Nor is the problem Jolie or the cast backing her up, which includes Elle Fanning (Super 8) as the grown-up Princess Aurora (Jolie’s own daughter Vivienne plays Aurora as a toddler). In visage, bearing, and voice Jolie is more mesmerizing as Maleficent than she has been in any other role in years; she validates the casting choice from the moment she appears. Fanning, on the other hand, is every bit as bright and shining as her role demands her be, and she’s a winsome counterpoint to Jolie’s dark and vengeful fairy queen. Even Sharlto Copely, who after his starring breakthrough in District 9 is making a career out of playing antagonists (this is his third role as a heavy in a major production, following 2013’s Oldboy and Elysium), turns in solid work as Stefan, whose tragic connection to Maleficent is the real driving force behind the whole tale.
The issue here is the effort to transform a character that’s been beloved for decades by generations of Disney fans for being a terrifying embodiment of wickedness into a sympathetic and understandable figure. 2012’s Snow White and the Huntsman attempted this same feat on a smaller scale with its villainous queen, and though Charlize Theron was easily the most interesting character in that cinematic misfire, the fact that it was done at all suggests that film makers today, in an effort to adapt classic stories for modern audiences, simply do not trust in how compelling an antagonist who is evil for evil’s sake can be.

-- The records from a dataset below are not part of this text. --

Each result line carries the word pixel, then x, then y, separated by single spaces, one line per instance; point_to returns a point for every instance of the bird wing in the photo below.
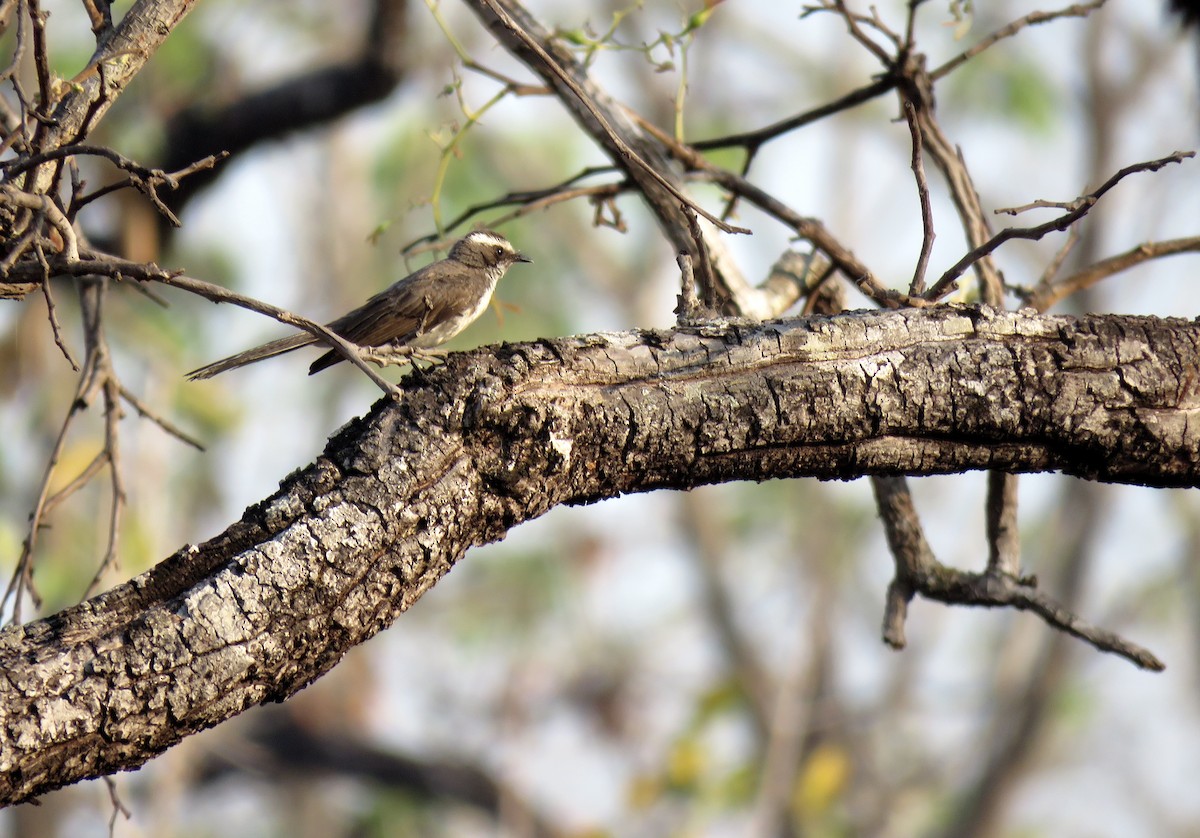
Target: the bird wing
pixel 396 315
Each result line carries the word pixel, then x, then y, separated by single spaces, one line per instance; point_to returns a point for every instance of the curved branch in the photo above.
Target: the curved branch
pixel 502 435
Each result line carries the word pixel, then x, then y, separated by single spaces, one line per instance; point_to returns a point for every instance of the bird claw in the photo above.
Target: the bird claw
pixel 399 355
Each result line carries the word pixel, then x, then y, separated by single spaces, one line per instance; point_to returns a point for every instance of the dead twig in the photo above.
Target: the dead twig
pixel 1081 207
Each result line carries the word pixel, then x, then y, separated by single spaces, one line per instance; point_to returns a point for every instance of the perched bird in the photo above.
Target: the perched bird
pixel 421 311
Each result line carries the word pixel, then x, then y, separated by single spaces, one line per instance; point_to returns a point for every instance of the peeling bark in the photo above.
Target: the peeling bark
pixel 502 435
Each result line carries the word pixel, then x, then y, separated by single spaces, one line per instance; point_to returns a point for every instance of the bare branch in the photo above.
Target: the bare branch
pixel 1081 207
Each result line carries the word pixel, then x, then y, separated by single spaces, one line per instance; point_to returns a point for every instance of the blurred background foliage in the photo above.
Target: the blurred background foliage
pixel 700 664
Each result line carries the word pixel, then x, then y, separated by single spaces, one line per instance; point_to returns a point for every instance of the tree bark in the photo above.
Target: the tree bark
pixel 502 435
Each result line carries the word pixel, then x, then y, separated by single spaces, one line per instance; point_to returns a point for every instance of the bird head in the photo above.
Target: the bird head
pixel 487 250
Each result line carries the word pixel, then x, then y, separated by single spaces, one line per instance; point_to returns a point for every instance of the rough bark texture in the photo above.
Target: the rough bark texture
pixel 504 434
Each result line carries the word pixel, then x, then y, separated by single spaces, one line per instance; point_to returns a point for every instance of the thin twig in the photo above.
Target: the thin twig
pixel 613 137
pixel 145 412
pixel 1049 293
pixel 1081 207
pixel 1033 18
pixel 917 287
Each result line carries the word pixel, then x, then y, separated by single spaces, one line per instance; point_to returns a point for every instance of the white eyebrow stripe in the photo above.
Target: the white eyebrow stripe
pixel 489 239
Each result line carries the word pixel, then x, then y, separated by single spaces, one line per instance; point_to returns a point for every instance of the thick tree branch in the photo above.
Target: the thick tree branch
pixel 503 435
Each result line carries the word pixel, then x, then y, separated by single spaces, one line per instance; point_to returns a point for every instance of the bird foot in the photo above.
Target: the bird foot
pixel 388 355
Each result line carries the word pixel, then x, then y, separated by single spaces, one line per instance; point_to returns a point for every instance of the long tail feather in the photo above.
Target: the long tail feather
pixel 251 355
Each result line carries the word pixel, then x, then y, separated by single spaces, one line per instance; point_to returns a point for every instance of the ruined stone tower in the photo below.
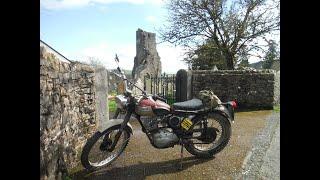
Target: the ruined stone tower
pixel 147 59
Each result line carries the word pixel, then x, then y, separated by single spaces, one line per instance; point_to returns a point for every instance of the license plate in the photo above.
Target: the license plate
pixel 186 124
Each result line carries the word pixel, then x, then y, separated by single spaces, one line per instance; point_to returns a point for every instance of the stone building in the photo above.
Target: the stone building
pixel 147 60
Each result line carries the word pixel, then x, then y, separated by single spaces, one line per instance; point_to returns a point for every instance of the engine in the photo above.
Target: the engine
pixel 164 138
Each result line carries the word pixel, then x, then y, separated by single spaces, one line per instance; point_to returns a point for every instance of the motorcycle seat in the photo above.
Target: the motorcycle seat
pixel 190 105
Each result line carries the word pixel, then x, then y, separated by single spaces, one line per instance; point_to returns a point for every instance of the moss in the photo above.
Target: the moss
pixel 112 106
pixel 276 108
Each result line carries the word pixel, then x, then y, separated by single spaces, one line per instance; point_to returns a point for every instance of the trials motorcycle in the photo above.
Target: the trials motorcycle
pixel 201 130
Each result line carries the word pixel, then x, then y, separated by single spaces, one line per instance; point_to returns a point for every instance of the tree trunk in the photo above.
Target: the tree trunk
pixel 230 60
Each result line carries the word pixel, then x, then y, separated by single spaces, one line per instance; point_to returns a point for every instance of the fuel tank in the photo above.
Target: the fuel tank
pixel 150 107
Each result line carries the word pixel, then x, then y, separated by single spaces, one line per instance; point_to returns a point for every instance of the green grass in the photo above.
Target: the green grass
pixel 276 108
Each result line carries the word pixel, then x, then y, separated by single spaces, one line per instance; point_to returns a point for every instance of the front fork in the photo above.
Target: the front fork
pixel 123 125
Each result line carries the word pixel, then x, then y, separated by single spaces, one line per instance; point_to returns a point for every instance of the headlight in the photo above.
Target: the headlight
pixel 121 101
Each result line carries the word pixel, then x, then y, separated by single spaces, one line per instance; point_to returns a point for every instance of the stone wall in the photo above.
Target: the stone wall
pixel 67 113
pixel 252 89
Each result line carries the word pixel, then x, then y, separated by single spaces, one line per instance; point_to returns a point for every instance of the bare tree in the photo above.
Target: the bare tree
pixel 231 25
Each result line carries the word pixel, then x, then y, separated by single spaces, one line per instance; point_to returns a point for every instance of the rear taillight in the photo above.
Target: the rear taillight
pixel 234 104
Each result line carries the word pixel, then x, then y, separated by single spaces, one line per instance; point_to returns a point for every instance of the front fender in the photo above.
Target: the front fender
pixel 114 122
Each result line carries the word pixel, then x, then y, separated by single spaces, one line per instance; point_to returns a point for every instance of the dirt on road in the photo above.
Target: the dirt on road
pixel 141 160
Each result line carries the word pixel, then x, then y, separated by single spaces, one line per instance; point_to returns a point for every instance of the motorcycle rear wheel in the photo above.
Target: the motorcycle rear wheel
pixel 218 145
pixel 92 157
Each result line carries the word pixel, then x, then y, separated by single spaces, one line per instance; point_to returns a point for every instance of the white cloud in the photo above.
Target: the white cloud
pixel 68 4
pixel 171 58
pixel 151 19
pixel 105 53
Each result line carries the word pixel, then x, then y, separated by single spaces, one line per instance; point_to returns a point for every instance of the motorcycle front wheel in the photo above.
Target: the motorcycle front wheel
pixel 96 154
pixel 214 140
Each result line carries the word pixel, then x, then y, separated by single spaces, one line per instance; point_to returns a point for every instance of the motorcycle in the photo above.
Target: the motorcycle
pixel 202 131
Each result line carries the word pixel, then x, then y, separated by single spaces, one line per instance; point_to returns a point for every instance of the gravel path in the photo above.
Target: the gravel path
pixel 142 161
pixel 263 160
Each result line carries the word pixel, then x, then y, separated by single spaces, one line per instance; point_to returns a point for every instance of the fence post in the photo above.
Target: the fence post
pixel 183 85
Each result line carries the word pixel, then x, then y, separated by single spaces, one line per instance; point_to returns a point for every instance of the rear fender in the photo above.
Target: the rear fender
pixel 224 111
pixel 115 122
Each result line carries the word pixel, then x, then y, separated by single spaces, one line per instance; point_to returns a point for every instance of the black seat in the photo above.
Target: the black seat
pixel 191 105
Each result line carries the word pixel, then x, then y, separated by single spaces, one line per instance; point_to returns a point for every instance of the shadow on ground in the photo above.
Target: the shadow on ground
pixel 141 170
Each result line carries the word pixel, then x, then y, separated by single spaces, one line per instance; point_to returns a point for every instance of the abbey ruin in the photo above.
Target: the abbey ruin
pixel 147 60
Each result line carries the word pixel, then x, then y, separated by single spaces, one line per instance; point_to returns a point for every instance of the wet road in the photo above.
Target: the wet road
pixel 141 160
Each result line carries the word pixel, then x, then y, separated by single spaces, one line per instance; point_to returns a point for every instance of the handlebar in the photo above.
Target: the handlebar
pixel 155 97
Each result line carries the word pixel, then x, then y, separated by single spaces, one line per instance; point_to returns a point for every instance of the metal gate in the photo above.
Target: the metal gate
pixel 163 85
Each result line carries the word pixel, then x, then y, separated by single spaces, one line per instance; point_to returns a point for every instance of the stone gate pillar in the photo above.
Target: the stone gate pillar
pixel 183 85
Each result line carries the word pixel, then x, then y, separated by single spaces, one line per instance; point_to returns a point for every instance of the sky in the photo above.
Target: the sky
pixel 80 29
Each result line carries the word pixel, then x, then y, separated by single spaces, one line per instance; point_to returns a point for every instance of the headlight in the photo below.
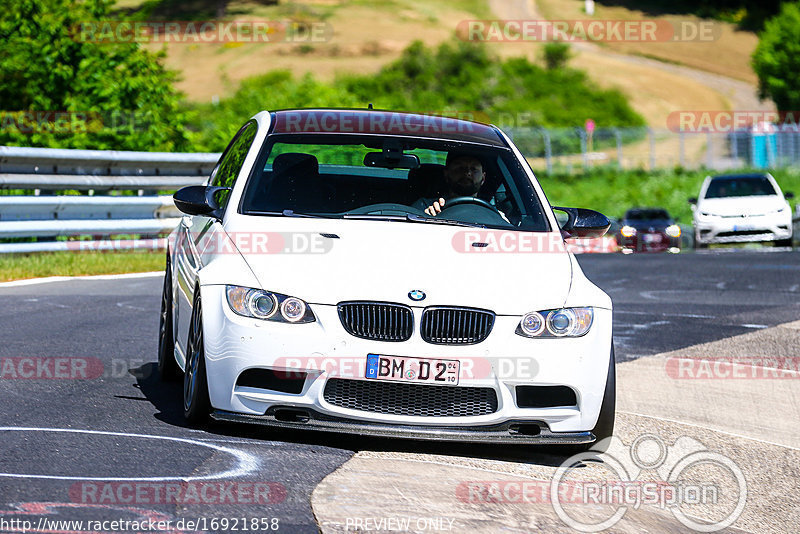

These days there must be method to the madness, a wrong committed that gave birth to villainy, and while most times that’s a good thing, there are times when it’s unnecessary to muck things that already work well with complications. Or perhaps in this case screenwriter Linda Woolverton (The Lion King, Alice in Wonderland) simply felt that as the main character in a film that by definition is geared more toward female audiences Maleficent had to have more to her than just hellfire and hatred, that she had to have something in her that audiences could connect to, in order to keep the film compelling.
Regardless of the rationale, the end result is a character that, while well realized and brought to life by Jolie, is just far enough off from the classic villain that devoted fans expect to see that it may just turn off the audience that Disney is no doubt counting on to make this film a worldwide hit: the generations of women who as girls loved and feared Maleficent and will be first in line to buy premium tickets. Jolie herself claims to be one such woman, and so its ironic that she didn’t recognize the inherent danger in changing the character even slightly, that she as an executive producer on the film and the other film makers were tampering with what drew her to the character years ago in the first place.
Score: 3 out of 5
Starring Angelina Jolie, Sharlto Copley, Elle Fanning, Sam Riley, Imelda Staunton, Juno Temple and Lesley Manville. Directed by Robert Stromberg.
Running Time: 97 minutes
Rated PG for sequences of fantasy action and violence, including frightening images.